The most difficult weapons decision by the new administration that enters the White House next January will likely be the fighter issue -- how many and what kinds of fighters should be procured for the U.S. Air Force, Navy, and Marine Corps.
The George W. Bush administration--with Secretaries of Defense Donald H. Rumsfeld and Robert M. Gates -- has mapped out a fighter procurement strategy. Particularly controversial was the decision to produce only 183 to 187 F-22 Raptor advanced fighters for the Air Force. But many Air Force leaders believe that the service needs as many as 381 F-22s to bridge a "fighter gap" until the F-35 Joint Strike Fighter (JSF) becomes available in numbers. The recent problems with the F-15 Eagle have provided ammunition for the advocacy of more F-22s in the near term.
Meanwhile, some Navy officials are becoming concerned about a "fighter gap" in that service. Their solution would be to increase the current procurement of F/A-18E and F Super Hornet aircraft. These strike-fighters would be for Navy service as the Marine Corps has kept with older F/A-18s and does not fly the E/F models.
All three services plan to acquire specific variants of the F-35 JSF -- officially named Lightning II, a moniker that is rarely used. But what impact would additional buys of F-22s or F/A-18s have on the F-35 program? Air Force Major General Charles R. Davis, the F-35 program executive officer, was recently quoted in Defense News (7 April 2008) stating, "Any time there is a discussion of a service or country pulling out airplanes from the program, the other service leaderships get very concerned. But we have told the Navy that buying them [F-35C aircraft] sooner at greater rates gives you a lower cost and more capability on your [carrier] decks than any other buying profile."

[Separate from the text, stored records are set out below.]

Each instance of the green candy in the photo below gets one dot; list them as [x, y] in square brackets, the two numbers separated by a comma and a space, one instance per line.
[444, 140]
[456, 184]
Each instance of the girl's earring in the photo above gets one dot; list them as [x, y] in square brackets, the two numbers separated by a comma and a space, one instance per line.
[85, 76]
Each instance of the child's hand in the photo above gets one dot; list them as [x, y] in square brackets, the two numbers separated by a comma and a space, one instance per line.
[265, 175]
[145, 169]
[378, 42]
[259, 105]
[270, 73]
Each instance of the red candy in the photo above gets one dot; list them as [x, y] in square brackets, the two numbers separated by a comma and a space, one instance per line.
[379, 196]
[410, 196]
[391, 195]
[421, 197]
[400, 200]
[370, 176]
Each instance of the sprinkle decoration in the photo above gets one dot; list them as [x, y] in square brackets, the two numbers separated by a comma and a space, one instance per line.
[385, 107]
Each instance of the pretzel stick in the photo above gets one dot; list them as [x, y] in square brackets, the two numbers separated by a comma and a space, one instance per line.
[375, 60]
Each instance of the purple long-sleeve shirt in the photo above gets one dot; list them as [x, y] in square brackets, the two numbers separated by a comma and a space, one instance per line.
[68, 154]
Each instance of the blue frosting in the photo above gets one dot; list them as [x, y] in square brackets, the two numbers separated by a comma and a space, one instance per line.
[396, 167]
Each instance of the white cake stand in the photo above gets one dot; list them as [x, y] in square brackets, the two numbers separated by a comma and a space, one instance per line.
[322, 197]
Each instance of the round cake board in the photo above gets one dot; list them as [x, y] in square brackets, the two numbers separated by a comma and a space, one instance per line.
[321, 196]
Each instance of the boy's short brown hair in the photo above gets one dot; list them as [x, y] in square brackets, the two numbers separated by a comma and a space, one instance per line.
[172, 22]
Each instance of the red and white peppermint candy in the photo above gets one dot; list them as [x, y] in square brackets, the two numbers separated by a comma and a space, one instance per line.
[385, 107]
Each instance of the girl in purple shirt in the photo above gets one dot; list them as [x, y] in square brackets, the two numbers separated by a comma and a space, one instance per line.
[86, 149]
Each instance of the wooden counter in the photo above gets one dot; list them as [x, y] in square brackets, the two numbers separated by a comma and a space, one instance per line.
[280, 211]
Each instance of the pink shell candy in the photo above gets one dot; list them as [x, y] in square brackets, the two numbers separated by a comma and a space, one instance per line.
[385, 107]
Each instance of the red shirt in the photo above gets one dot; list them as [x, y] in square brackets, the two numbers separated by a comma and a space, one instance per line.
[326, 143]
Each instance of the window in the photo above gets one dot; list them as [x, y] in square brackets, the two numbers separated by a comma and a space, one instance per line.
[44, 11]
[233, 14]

In realty, the Air Force has the least interest in near-term procurement of the F-35 JSF as it would take several years to buy up to an F-22 force of 381 aircraft. Similarly, the Navy is pleased with the F/A-18 Super Hornet for the next decade or more. That aircraft has both a fighter and attack capability, and the nature of expected air threats -- both in terms of quantity and quality -- should be effectively countered by the Super Hornets. Also, an "all F/A-18 Super Hornet force" -- including the new A-18G Growler electronic attack aircraft -- simplifies maintenance and training.
More critical is the U.S. Marine Corps situation. The Marines now fly the F/A-18C and D variants and, of course, the AV-8B Harrier STOVL aircraft. Both will be in need of replacement within a decade and the F-35B STOVL is the planned -- and needed -- replacement. STOVL aircraft can operate from the Navy's large carriers as well as the so-called amphibious assault ships (LHA/LHD), which are "flattops" as large as World War II-era fleet carriers but lack catapults, arresting gear, and angled flight decks.
Similarly, the Britain is planning procurement of the F-35B to succeed the less-capable Harriers flown from their carrier decks (by Royal Navy and Royal Marine pilots).
In the long-term, the U.S. Air Force has discussed buying about a thousand F-35A and possibly other JSF variants to replace all of its F-15/F-16/A-10 aircraft.
Thus, there are major fighter issues to be addressed when the new administration is sworn in next January. Because of aircraft production line and component concerns, some decisions will have to be made quickly. Still, an objective, all-service study of U.S. fighter requirements and options should be conducted as soon as possible by the new administration -- preferably during the November -- January transition period.